Comment by kragen
7 hours ago
The nature of the output displayed
EQUIVOCAL HERESIARCH TAMP THE PRESBYOPIA
STYPTIC ILLUSION ABSORB THE EIDOLA
makes me think that it's a sort of mad-libs phrase generator. The leading adjective "PENSILE" appears twice, as does "CATAMITE", and "PARACLETE" occurs three times, as does the noun "EIDOLA", once as subject and twice as object. Hopefully Dr. Roach will be able to present us a full reverse-engineering of the algorithm, but I'm guessing you could probably infer it just from that page of output: f'{random.choice(adjectives)} {random.choice(nouns)} {random.choice(verbs)} THE {random.choice(nouns)}', which produces lines such as STYPTIC PARACLETE TAMP THE PRESBYOPIA.
Before LLMs, I found this a very enjoyable activity; my similar program at http://canonical.org/~kragen/sw/dev3/dramaticphrase.py outputs lines such as:
The raw wind of the smooth horse.
An evil labyrinth of the monstrous, dying waters.
The mere gate of deserted gardens.
The smiling stairway of countless sweet fangs.
The shattered witch of the diseased, ruby monk.
The asphalt house of the smooth unicorn.
A haunted fire of the sorrowful theft.
The stainless raven of countless living gates.
My haunted cloud beneath her glorious father.
The brazen father of their raw villages.
The comments of the program contain a somewhat embarrassing sonnet I wrote with its help.

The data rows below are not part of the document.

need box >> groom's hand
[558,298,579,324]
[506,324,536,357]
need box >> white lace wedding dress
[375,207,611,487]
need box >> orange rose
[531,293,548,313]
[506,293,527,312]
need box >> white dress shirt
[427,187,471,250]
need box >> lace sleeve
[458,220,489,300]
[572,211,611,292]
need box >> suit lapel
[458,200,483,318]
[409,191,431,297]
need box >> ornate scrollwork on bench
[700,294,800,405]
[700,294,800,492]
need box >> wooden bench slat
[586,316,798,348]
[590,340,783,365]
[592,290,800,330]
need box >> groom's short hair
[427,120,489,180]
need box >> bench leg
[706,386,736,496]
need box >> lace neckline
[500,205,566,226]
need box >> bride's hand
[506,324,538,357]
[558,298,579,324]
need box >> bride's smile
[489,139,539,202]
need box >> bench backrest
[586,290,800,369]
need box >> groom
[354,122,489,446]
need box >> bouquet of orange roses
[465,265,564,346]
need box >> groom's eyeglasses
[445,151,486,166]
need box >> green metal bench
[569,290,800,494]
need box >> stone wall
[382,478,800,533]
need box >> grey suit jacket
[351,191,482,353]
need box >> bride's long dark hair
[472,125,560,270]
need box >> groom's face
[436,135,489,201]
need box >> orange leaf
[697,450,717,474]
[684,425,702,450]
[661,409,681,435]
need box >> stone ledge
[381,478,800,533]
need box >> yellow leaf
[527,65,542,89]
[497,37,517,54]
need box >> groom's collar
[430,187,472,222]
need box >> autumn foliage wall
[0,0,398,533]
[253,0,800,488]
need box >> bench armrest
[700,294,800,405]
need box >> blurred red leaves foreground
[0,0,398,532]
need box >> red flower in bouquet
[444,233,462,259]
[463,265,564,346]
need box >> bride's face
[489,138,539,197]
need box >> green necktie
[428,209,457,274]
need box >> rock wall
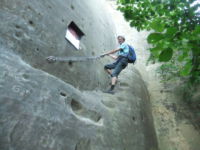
[0,0,116,89]
[0,0,157,150]
[0,48,157,150]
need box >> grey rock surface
[0,0,116,89]
[0,49,156,150]
[0,0,157,150]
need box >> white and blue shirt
[117,42,129,57]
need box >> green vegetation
[118,0,200,85]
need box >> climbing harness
[46,56,101,63]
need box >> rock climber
[101,35,132,94]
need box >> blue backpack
[127,45,136,63]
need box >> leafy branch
[118,0,200,84]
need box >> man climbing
[101,36,136,94]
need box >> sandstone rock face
[0,0,116,89]
[0,49,156,150]
[0,0,157,150]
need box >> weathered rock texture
[0,49,156,150]
[0,0,116,89]
[0,0,157,150]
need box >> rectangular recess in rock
[65,21,84,49]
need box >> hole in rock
[60,92,67,97]
[71,99,82,111]
[15,32,22,38]
[28,20,34,25]
[65,21,84,49]
[68,61,73,67]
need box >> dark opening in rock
[28,20,34,25]
[60,92,67,97]
[68,61,73,67]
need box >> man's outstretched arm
[101,48,121,57]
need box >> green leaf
[159,48,173,62]
[150,19,165,32]
[166,27,177,37]
[180,62,192,76]
[147,33,163,43]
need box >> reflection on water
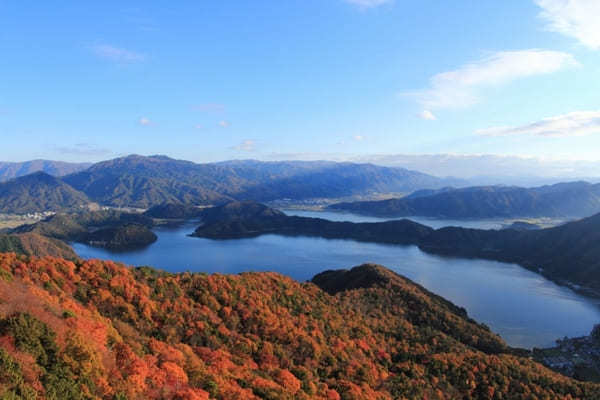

I also wrote a Spanish version at http://canonical.org/~kragen/sw/dev3/frasedramatica.py, which says things like:
Cien hijos halagüeños de la emoción infinita y monstruosa.
Los labios caídos de zorros corruptos y dignos.
Un exilio inmaculado dentro de las imprecaciones violáceas y ardientes.
Los dos pies insepultos de mis labios profundos e infinitos.
El oro bello de una libertad corrompida.
El angustia monstruosa de zorros desmoronados.
Aquel campo brillante de su princesa destrozada.
Una joven emoción de un tronco enmascarado.
El viento hermoso de su abandono griego.
Una ley romántica del abandono destrozado.
Now, of course, this sort of thing is much less novel and therefore less entertaining. GPT-5 will be happy to write as many sonnets for you as you want, as long as it doesn't somehow get the idea that they might infringe some kind of copyright or teach you how to do your own electrical work.
I've often wondered if J. M. Coetzee was related to Wikipedia editor Derrick Coetzee with whom I used to collaborate on computer science articles.